En l’absence de directives politiques et de précédents établis, il est difficile de prédire avec certitude comment chaque élément de preuve présenté en relation avec la source de fonds provenant de la cryptomonnaie sera accepté par l’arbitre. Cependant, le volume des échanges sur le marché des actifs numériques et l'importance et les implications des crypto-monnaies pour l'économie locale et mondiale indiquent indéniablement que l'origine de capitaux d'investissement issus du commerce des crypto-monnaies devient une nouvelle réalité pour les praticiens de l'EB-5. Nous devons être prêts à faire face à cette réalité.
Sources:
[1] « Capitalisations boursières des crypto-monnaies », CoinMarketCap, https://coinmarketcap.com/ avec les valeurs consultées le 20 janvier 2020.
[2]8 CFR §204.6(j)(3)
[3]«Regulation of Cryptocurrency Around the World», Global Legal Research Center, Law Library of Congress, juin 2018, disponible sur https://www.loc.gov/law/help/cryptocurrency/cryptocurrency-world-survey.pdf; consulté pour la dernière fois le 14 janvier 2020
[4] Voir Hugo Miller et Leonard Kehnscherper, « La crypto-monnaie de Facebook reçoit un accueil chaleureux à Genève », Bloomberg, 25 juin 2019 ; Lettre consultative du ministère des Finances, Division des impôts fédéraux, datée du 3 octobre 2016. http://docs.cntd.ru/document/456022863 (en russe); consulté pour la dernière fois le 14 janvier 2020.
Affaire de Chawathe, 25 I&N 369, 376 (AAO 2010).
Voir, par exemple, Young China Daily c. Chappell, 724 F. Supp. 552 (ND Cal.1989); Augat, Inc contre Tabor, 719 F.Supp. 1158 (D. Mass. 1989) ; Hong Kong TV Video Program, Inc c.Ilchert, 685 F.Supp. 712 (ND Cal. 1988)

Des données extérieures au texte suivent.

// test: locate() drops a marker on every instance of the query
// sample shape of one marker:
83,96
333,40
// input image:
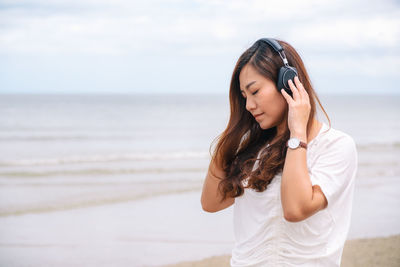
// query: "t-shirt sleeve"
335,167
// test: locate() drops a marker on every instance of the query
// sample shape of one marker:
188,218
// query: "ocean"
68,158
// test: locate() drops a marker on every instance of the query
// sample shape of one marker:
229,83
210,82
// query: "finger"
288,98
296,95
301,88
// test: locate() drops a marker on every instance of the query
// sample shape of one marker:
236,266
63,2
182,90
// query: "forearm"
296,187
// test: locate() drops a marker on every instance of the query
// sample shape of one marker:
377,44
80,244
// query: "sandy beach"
365,252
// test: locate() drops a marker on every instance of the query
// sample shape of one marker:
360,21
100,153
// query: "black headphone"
286,72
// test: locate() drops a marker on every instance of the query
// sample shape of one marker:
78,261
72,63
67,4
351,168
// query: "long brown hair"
240,142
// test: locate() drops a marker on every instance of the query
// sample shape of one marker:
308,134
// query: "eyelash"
252,94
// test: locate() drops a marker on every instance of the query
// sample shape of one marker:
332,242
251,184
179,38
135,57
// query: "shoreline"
366,252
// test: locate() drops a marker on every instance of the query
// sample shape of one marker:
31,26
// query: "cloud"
339,36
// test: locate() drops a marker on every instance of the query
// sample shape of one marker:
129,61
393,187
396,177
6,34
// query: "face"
262,97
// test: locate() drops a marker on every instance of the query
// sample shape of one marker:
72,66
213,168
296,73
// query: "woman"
291,205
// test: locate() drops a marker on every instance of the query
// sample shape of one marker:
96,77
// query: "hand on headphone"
299,107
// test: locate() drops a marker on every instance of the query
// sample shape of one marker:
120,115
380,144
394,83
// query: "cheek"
273,103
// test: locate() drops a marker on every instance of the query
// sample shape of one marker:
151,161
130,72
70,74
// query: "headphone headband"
277,47
286,72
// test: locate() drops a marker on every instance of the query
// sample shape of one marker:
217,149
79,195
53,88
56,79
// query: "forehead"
249,74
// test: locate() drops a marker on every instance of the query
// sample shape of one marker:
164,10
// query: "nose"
250,104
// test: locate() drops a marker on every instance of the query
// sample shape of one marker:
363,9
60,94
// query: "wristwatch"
294,143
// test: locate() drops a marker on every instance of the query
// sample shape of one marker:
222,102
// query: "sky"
185,46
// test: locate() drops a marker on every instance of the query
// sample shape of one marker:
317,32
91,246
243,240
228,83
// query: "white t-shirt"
263,237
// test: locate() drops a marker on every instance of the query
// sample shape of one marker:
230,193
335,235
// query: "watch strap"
302,144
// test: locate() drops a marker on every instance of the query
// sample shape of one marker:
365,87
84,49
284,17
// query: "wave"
105,158
92,172
100,200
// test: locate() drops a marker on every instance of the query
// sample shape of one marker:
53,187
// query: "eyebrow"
247,86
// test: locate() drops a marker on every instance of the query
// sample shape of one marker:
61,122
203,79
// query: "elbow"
207,207
293,216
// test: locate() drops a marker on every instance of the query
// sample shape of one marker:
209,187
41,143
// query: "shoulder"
336,143
331,138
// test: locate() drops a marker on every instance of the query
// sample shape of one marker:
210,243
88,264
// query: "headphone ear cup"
285,74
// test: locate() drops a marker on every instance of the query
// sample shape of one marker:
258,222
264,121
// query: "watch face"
294,142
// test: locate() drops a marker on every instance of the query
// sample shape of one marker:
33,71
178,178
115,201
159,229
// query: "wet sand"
368,252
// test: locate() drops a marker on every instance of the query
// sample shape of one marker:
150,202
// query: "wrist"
301,135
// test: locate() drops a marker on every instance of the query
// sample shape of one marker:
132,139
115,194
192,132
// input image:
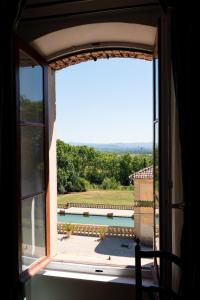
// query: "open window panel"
32,159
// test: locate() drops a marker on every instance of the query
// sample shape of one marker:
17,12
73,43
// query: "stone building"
143,205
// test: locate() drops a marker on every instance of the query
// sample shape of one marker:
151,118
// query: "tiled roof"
146,173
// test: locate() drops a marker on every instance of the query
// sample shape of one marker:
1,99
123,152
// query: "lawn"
113,197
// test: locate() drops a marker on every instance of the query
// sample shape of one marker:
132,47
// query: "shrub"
110,184
80,185
86,214
110,215
69,227
102,233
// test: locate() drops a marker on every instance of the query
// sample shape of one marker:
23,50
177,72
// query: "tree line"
81,167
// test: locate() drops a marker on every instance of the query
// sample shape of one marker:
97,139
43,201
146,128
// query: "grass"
113,197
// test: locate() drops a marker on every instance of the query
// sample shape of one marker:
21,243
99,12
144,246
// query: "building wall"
143,216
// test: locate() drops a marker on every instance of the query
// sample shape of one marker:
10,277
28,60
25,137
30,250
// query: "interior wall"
55,288
52,188
177,187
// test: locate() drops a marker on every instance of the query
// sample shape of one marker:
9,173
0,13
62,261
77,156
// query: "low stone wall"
97,230
103,206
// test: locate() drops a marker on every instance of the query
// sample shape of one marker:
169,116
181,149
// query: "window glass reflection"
32,160
31,89
33,229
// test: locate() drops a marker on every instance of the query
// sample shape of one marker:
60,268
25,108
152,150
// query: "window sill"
94,273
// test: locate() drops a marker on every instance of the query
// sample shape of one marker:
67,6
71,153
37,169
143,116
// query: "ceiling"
56,27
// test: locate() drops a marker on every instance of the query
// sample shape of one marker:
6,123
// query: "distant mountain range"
120,147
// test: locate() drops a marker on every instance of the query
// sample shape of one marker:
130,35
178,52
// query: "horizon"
105,102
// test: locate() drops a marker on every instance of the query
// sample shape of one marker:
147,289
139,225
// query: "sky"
105,101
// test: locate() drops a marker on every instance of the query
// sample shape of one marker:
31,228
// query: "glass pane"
156,89
31,89
156,185
33,229
32,160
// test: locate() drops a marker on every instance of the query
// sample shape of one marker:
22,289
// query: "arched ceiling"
92,36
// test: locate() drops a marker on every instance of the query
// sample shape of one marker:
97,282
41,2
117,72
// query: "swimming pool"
97,220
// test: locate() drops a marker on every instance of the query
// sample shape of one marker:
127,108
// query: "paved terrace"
119,251
97,211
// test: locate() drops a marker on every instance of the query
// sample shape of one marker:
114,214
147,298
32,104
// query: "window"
31,163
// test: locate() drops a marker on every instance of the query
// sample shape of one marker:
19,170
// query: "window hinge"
179,205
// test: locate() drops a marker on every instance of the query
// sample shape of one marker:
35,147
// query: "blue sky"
106,101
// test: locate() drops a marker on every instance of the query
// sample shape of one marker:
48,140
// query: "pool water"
97,220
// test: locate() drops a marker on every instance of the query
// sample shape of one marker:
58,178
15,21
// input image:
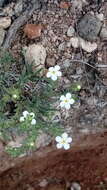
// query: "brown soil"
85,163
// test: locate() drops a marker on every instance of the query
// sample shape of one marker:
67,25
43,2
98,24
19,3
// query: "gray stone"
42,140
35,55
18,8
2,35
89,27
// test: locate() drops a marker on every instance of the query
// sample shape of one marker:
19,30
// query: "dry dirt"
84,163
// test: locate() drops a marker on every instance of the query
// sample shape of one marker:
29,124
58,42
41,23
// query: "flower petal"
67,106
68,95
33,122
64,135
54,77
72,101
62,98
32,114
59,74
58,139
51,69
22,119
48,74
57,68
25,113
69,140
66,146
62,104
59,145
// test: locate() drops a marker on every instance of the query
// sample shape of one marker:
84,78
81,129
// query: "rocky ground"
72,34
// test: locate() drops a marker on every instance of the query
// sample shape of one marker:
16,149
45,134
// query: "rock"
50,62
42,140
5,22
87,46
36,54
89,27
64,5
18,8
103,33
70,31
2,35
33,31
100,16
61,46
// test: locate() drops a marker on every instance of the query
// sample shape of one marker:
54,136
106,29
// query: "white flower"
66,101
25,114
33,122
22,119
32,114
63,141
54,72
32,144
14,96
78,87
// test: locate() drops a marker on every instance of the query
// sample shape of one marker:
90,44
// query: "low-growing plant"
26,104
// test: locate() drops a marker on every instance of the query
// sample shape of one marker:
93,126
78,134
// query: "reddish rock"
33,31
64,5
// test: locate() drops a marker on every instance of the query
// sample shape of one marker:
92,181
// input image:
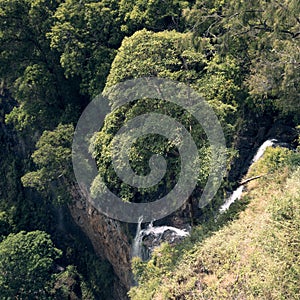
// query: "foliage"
26,264
31,70
264,38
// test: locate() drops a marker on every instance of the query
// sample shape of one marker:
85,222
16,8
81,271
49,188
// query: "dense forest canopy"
57,55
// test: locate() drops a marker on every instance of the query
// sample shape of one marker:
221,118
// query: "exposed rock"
109,240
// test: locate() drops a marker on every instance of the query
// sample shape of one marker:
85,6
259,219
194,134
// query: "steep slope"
256,256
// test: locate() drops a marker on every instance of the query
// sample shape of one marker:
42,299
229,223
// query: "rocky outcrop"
108,238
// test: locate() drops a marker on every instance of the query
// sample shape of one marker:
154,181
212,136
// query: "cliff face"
108,238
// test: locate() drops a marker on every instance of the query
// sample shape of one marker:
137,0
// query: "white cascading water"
260,152
237,194
157,232
137,242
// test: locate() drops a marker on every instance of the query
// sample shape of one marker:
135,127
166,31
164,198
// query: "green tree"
53,161
85,34
263,37
26,265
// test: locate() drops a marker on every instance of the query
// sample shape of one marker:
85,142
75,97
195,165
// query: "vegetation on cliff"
56,55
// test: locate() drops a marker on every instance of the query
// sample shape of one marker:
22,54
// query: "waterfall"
137,242
237,194
156,231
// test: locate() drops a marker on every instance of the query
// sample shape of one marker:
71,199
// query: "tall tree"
26,265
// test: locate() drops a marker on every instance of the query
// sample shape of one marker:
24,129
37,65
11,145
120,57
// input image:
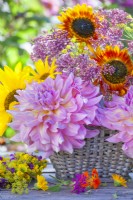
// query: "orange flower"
86,178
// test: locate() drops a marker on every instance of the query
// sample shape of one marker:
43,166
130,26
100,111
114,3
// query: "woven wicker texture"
106,157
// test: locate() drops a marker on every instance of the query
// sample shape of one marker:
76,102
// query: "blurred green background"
22,20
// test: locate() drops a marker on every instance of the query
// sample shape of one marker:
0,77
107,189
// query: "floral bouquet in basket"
83,76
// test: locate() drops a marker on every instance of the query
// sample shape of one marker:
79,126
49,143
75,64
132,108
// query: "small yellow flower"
22,167
19,173
11,81
119,180
42,183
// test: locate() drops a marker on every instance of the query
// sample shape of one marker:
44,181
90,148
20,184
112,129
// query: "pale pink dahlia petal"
92,133
51,115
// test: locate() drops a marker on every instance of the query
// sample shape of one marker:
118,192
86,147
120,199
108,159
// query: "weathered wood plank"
103,193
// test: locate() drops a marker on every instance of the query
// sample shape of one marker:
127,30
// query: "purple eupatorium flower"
51,115
125,3
49,45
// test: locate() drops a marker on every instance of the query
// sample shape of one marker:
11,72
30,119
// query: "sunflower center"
83,27
44,76
9,99
119,74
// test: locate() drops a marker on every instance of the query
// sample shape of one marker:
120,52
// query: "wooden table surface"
108,192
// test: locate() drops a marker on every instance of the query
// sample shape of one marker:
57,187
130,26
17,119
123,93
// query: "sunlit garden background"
22,21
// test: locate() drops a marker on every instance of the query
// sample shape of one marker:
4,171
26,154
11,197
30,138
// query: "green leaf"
55,188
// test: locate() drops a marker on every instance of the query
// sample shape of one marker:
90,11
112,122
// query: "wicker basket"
97,153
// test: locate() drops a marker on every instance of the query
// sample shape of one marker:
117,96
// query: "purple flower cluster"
124,3
49,45
3,182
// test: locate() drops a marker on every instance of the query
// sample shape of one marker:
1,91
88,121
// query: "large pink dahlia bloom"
51,115
118,115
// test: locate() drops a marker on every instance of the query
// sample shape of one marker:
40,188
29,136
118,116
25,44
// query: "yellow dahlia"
10,81
121,64
119,180
43,70
80,22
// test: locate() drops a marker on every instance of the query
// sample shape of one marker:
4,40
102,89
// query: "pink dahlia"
118,115
51,115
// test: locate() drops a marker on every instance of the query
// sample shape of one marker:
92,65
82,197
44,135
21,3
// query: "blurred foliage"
21,21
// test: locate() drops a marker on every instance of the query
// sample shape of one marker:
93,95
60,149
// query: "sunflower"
80,22
43,70
119,180
117,60
10,81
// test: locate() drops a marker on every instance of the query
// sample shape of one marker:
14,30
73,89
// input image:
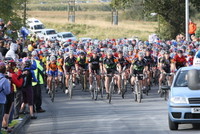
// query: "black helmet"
191,53
180,51
27,63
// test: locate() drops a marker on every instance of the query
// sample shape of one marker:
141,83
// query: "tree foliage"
171,14
11,10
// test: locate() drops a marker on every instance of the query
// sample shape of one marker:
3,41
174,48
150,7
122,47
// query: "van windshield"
51,32
181,79
67,35
36,27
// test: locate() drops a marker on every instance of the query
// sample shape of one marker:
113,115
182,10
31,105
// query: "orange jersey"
60,64
52,66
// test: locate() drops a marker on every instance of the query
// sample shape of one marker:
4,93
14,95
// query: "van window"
181,80
39,27
67,35
51,32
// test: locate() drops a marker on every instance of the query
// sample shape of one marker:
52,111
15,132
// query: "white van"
34,25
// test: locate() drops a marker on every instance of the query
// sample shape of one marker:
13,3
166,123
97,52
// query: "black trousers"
18,102
37,97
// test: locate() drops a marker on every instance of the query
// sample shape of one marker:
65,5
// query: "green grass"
83,30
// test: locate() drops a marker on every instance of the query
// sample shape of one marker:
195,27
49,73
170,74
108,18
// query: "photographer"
4,90
3,27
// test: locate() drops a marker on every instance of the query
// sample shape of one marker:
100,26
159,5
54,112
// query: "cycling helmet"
198,54
27,63
180,51
191,53
141,54
167,52
52,58
34,53
71,52
82,53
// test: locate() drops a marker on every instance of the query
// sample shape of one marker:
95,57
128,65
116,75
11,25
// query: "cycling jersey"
110,63
180,61
95,63
166,64
139,65
70,61
123,62
82,62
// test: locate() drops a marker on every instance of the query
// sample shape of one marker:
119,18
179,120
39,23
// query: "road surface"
81,115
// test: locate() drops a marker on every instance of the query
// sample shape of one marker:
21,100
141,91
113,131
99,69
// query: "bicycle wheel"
135,92
95,90
70,88
123,88
139,94
53,91
82,81
102,88
110,91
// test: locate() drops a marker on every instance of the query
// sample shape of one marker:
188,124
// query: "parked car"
183,103
35,25
65,36
48,34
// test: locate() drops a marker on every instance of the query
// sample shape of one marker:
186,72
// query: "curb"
20,125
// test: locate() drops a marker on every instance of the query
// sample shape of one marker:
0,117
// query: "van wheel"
172,125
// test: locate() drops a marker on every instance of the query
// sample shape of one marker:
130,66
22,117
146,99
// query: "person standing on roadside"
3,27
192,28
4,90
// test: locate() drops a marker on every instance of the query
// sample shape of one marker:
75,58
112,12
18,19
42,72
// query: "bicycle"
165,85
111,87
94,92
138,89
52,90
83,80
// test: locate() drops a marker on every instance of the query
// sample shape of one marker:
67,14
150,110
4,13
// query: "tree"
171,14
11,10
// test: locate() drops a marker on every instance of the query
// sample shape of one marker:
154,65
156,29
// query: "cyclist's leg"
162,76
90,80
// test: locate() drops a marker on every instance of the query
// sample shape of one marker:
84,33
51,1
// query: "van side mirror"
193,79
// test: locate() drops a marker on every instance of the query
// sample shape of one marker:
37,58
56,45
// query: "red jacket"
15,78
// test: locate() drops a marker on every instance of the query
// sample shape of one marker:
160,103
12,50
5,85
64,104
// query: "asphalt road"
81,115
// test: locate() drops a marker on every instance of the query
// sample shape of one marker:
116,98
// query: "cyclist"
52,71
82,64
137,68
179,59
69,66
94,67
165,67
60,61
150,63
122,65
109,67
190,58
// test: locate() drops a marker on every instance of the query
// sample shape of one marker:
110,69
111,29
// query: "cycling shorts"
69,68
138,74
60,73
53,73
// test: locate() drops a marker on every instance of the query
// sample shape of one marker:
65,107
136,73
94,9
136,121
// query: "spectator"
27,88
3,49
3,27
4,90
15,83
37,85
12,52
192,28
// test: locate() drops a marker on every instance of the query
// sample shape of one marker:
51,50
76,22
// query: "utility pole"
71,10
24,14
114,16
187,19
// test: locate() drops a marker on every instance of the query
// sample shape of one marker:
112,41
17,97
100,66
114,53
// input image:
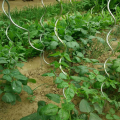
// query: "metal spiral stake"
108,45
56,33
43,33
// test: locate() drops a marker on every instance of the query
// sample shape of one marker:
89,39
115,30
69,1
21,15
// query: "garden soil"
33,69
20,4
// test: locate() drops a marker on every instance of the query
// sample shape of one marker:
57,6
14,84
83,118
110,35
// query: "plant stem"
39,86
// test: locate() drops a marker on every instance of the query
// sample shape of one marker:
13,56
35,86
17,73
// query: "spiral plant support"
56,33
12,22
107,40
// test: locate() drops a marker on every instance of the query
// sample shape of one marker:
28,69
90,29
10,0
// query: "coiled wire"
56,33
107,40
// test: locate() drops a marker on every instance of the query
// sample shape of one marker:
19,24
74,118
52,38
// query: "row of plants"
83,81
77,32
86,25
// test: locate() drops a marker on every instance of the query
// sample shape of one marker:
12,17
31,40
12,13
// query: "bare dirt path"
31,69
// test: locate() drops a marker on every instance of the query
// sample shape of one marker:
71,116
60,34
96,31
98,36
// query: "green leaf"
63,115
69,93
9,97
6,71
1,67
49,109
68,106
32,80
16,86
76,78
20,65
109,116
27,89
116,117
33,116
84,106
79,54
112,111
7,77
100,78
1,91
94,116
62,85
67,57
49,74
54,97
62,76
53,44
20,77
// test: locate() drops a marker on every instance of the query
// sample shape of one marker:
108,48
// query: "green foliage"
12,81
83,49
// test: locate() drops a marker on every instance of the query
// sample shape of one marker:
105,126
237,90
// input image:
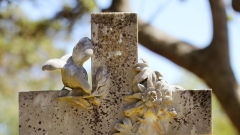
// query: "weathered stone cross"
115,39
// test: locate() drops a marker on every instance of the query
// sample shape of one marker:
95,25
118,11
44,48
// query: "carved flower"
127,128
144,73
151,99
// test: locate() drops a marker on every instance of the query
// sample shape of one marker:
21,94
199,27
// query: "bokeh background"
31,32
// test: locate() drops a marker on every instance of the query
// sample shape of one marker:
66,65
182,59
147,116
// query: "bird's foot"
64,92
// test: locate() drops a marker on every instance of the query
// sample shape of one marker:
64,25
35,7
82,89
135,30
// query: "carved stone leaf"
100,91
84,103
101,77
140,77
130,99
140,66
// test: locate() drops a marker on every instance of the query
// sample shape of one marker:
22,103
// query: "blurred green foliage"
25,45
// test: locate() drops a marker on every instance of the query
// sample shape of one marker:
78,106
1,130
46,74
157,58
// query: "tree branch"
212,63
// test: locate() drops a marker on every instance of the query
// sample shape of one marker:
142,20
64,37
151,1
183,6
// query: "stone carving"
74,75
149,103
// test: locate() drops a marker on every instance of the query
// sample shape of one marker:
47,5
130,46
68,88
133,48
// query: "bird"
74,75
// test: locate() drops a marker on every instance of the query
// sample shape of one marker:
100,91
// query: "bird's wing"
53,64
66,57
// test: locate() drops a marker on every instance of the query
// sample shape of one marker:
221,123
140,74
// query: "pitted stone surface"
41,113
194,113
114,37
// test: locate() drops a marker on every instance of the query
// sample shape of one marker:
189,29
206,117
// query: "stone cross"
115,39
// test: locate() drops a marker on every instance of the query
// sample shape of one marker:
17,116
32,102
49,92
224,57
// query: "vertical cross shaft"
114,37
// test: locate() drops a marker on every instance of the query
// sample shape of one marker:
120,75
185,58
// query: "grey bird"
74,75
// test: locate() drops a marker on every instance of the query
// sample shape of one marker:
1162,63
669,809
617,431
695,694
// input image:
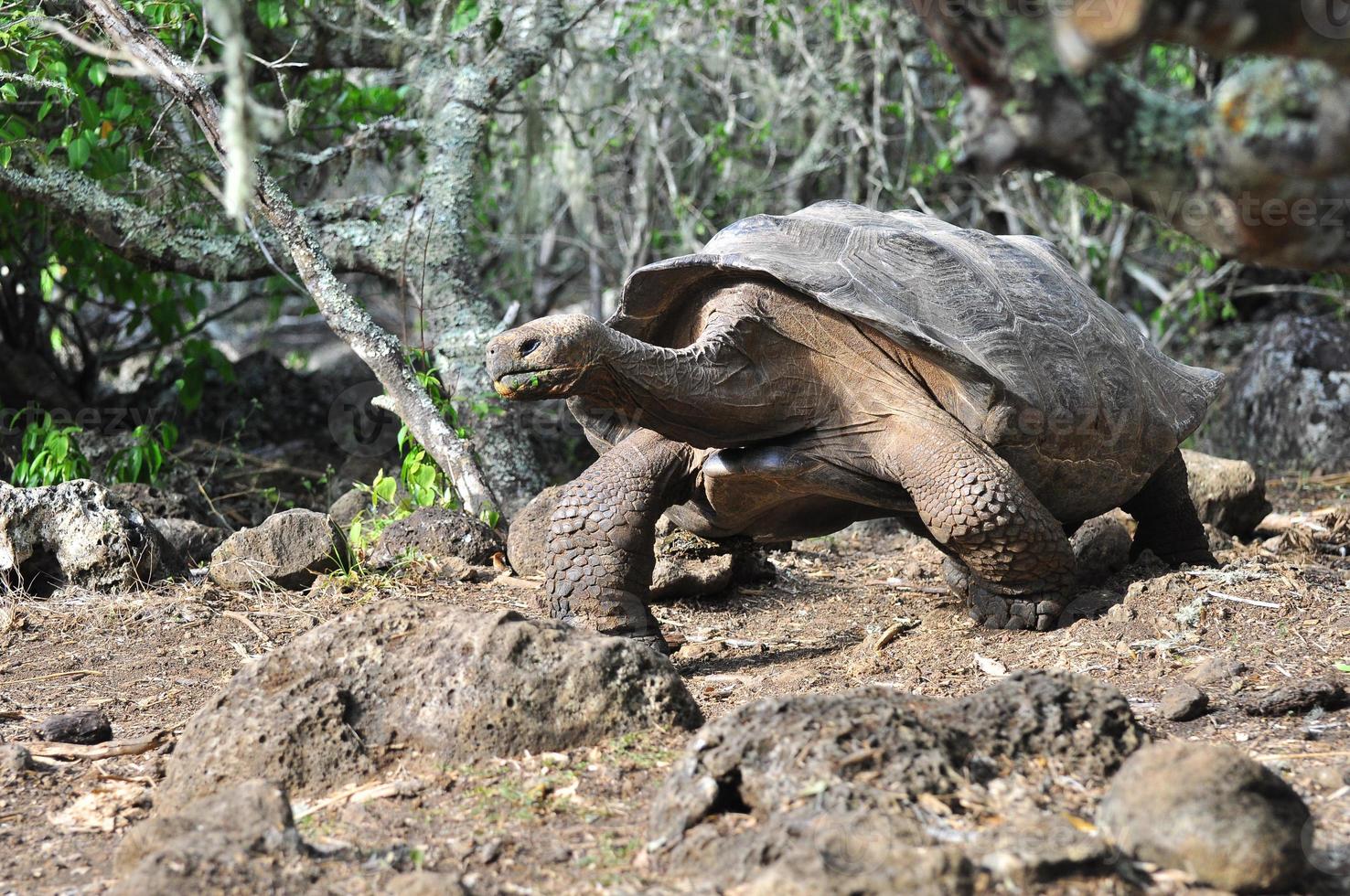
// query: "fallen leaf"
111,805
990,667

AVIS DE NON-RESPONSABILITÉ : Les opinions exprimées dans cet article sont uniquement celles de l'auteur et ne représentent pas nécessairement celles de l'éditeur ou de ses employés. ou ses sociétés affiliées. Les informations trouvées sur ce site Web sont destinées à être des informations générales ; il ne s’agit pas de conseils juridiques ou financiers. Des conseils juridiques ou financiers spécifiques ne peuvent être donnés que par un professionnel agréé connaissant parfaitement tous les faits et circonstances de votre situation particulière. Vous devez consulter des experts juridiques, en immigration et financiers avant de participer au programme EB-5. La publication d'une question sur ce site Web ne crée pas de relation avocat-client. Toutes les questions que vous publiez seront accessibles au public ; n’incluez pas d’informations confidentielles dans votre question.